После нескольких трудных, затянувшихся операций я в три часа, не успев забежать домой пообедать, направился на другой конец города, в поликлинику, где вел консультативный прием хирургических больных. Их было очень много, я извинился за опоздание и, как только вошел первый пациент, с этого момента уже на целых четыре часа не знал передышки: осматривал, давал советы, писал назначения, делал амбулаторные операции… Когда же в семь вечера наконец карточки больных на моем столе иссякли, я снял халат и вышел в коридор с мыслью, что невыносимо хочется есть, нужно бежать домой. И вдруг увидел полулежащего на деревянном диванчике человека.

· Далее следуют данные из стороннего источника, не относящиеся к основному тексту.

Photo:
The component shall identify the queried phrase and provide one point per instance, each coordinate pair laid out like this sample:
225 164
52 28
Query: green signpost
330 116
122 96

Все мышцы его серого, без кровинки лица, казавшегося безжизненным, были напряжены, нос обострился. Я как взглянул на него, сразу же подумал: «лицо Гиппократа!» Так называют своеобразное выражение лица у больных с воспалением брюшины. И хоть до этого мне не приходилось видеть такое маскообразное лицо, в учебниках оно очень хорошо описывалось: я не сомневался в диагнозе.

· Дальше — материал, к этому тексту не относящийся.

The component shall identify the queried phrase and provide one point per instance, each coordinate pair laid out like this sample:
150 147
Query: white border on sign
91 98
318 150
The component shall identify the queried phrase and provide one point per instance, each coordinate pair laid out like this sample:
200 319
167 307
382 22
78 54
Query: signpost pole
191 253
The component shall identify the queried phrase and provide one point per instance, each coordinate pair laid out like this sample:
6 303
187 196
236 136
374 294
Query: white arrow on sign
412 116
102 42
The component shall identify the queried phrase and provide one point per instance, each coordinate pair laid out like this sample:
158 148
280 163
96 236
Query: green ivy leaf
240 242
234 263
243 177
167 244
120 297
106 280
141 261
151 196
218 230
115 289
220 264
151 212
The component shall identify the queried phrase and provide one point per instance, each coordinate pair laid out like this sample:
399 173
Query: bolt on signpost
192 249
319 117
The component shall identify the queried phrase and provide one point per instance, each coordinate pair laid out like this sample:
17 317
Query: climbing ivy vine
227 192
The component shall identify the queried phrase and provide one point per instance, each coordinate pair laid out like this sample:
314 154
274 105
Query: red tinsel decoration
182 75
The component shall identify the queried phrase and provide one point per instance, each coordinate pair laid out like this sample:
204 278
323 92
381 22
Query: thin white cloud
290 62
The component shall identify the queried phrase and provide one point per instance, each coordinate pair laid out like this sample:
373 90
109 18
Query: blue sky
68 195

Осторожно ввел больного в кабинет, потрогал его живот – он был твердый, как доска. Разлитой перитонит.
Жиганов кратко, прерывающимся голосом рассказал историю своей болезни. В нем уже чувствовалось то безразличие, в которое впадают больные перед концом…
Он живет в деревне Подкаменке, что в сорока километрах от Киренска вниз по Лене. Давно страдает болями в верхней части живота, усиливающимися при приеме пищи. В последнюю неделю боли стали особенно резкими, что и заставило его поехать к врачу. Добрался до Киренска на попутной подводе, на санях, к вечеру, на прием к врачу уже опоздал и пошел ночевать к знакомым за два километра от города, в деревню Мельничная. Перед рассветом, часа в три, почувствовал резкую внезапную боль – «как ножом пырнули» (я про себя отметил: характерный симптом при прободной язве желудка – кинжальная боль). Знакомые сбегали за «знающим человеком»: тот поставил на живот горшок, мял и давил живот, с помощью других ставил больного вниз головой, а ногами вверх и «потрясывал»… Ничего не помогло. Да и как могло помочь! Ведь делали все так, чтобы разнести инфекцию по всей брюшной полости. Слушая Жиганова, я не знал, чему больше удивляться: терпению этого человека, который все стоически переносил, или невежеству тех, кто брался его лечить, ничего не смысля в этом. А поведение больного, его поистине невероятная выдержка с медицинской точки зрения были трудно объяснимы. Вот что происходило дальше.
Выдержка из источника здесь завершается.